The issue: Companies are slashing the price they will pay new owners of solar power systems who choose to sell surplus power from their roof-top source to conventional national providers.
The first move came from Mercury Energy, virtually halving the existing payout rate to owners who install new solar systems.
So new users who have paid thousands of dollars for solar equipment believing they could repay some of their outlay from corporate grants will have to dig deeper into their savings.
And long-established solar owners who’ve put grants from surplus power to good use might wonder when their turn for less will come.
Enter a white knight in shining armour – Avaaz, a powerful and experienced protest group based in New York’s Manhattan which has gained top world rankings on world issues.
Avaaz (the name means ‘‘voices’’) is circulating a petition to the New Zealand power companies wanting that decision reversed.
The group’s leader, Ricken Patel – the son of a Canadian-Indian father, he began school on an Indian reserve and is a Harvard graduate – has released a 2014 campaign list.
Avaaz records petitions with millions of signatures and ‘‘Save the world’’ protest marches which jam- packed supporters in New York and London streets as highlights.
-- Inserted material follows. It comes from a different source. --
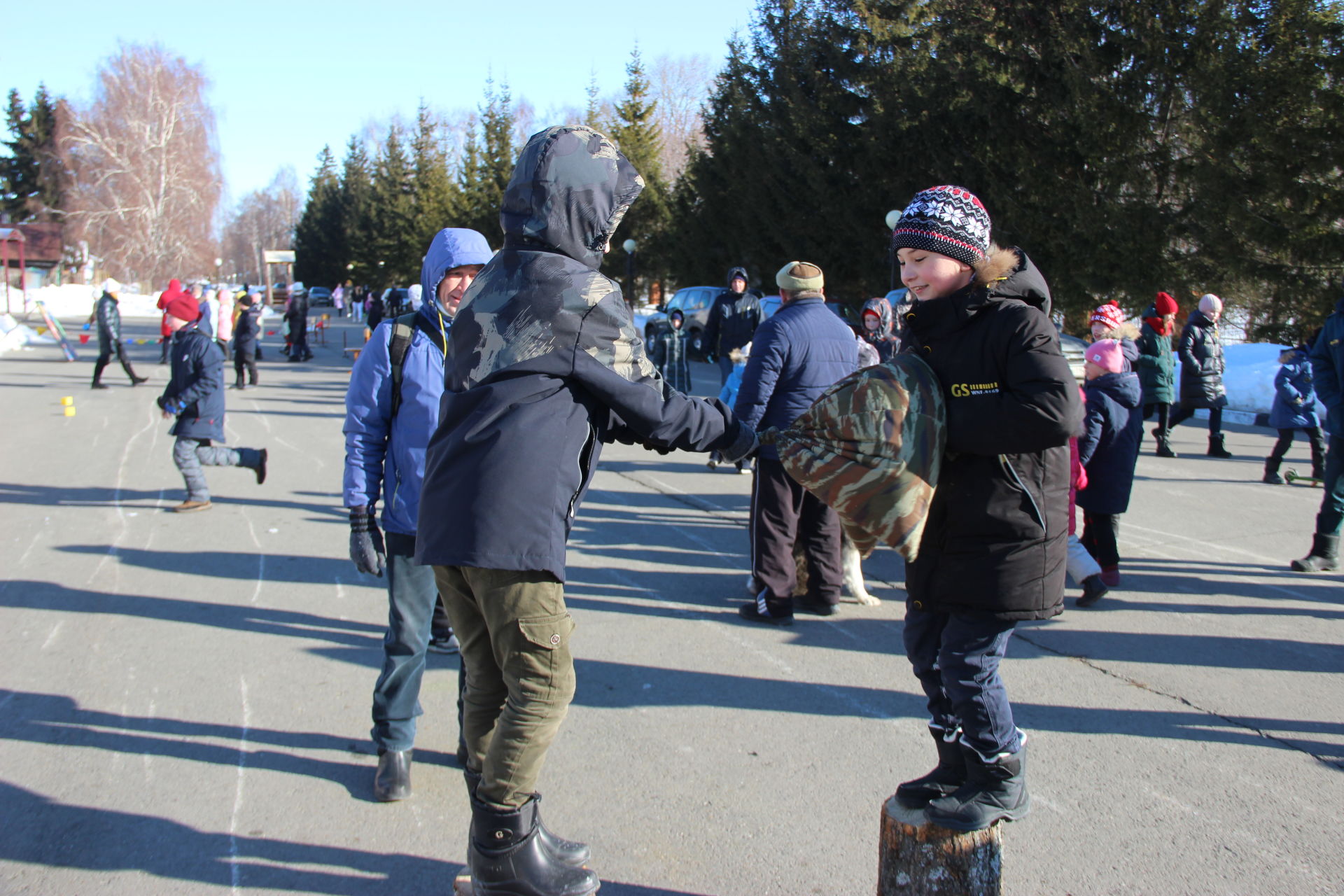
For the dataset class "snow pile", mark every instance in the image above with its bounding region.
[0,314,57,355]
The outcome: 675,000 people in streets around the world, including New Zealand – 35,000 in Melbourne. The United Nations secretary general joined the world marchers. Among the testimonials: The BBC: ‘‘ The marches brought more people on to the streets than ever before, partly thanks to the organisational power of the E (for environment) campaign of Avaaz …’’
President Obama: ‘‘Our citizens keep marching, we cannot pretend we do not hear them …’’
Germany’s environment minister: ‘‘I would like to thank the millions of people who have joined Avaaz … without public support it will be impossible to stop climate change.’’
He was one of the ministers who met the crusaders.
They also held advocacy meetings with the climate and energy ministers of France, Brazil and the UK.
The marchers delivered a 2.2 million signature petition to world leaders – including the French president – calling for 100 per cent clean energy.
More than 2000 put their names on lists of volunteers to fight Ebola in Africa.
The organisation sent $2 million to fund hospitals and care of the victims.
Then there was the old enemy, Monsanto. This $60-billion world corporate planned a mega plant in Argentina to extend its grip over global farming and food chains.
Avaaz members joined with a local movement to launch a one million-strong petition and flooded the inboxes of decision makers with thousands of messages. They joined top lawyers on a briefing that showed Monsanto’s environmental assessment was illegal.
Argentinian grassroots leader Celina Molina said: ‘‘After more than a million Avaaz members stood with the people of Malvinas Argentinas, we won an important battle in the fight against Monsanto!
‘‘From gaining access to documents denied to us by the authorities to running a opinionchanging poll, Avaaz was important in preventing the largest transgenic seed plant from being built in our backyard.’’ PS: Latest from Avaaz: The first weeks produced more than 12,000 signatures on the solar panel dispute – and counting.
The New Zealand Electricity Authority, an independent Crown entity responsible for regulation of the electricity market, has agreed to hold a discussion at its next meeting (‘‘in early 2015’’) about a public consultation on setting fair prices for solar.
A final sting in the tale: Avaaz has also pressured to save American bees threatened by insecticides – made by you know who!
Cost effective? Companies are slashing the price they will pay new owners of solar power systems who choose to sell surplus power from their roof-top source to conventional national providers.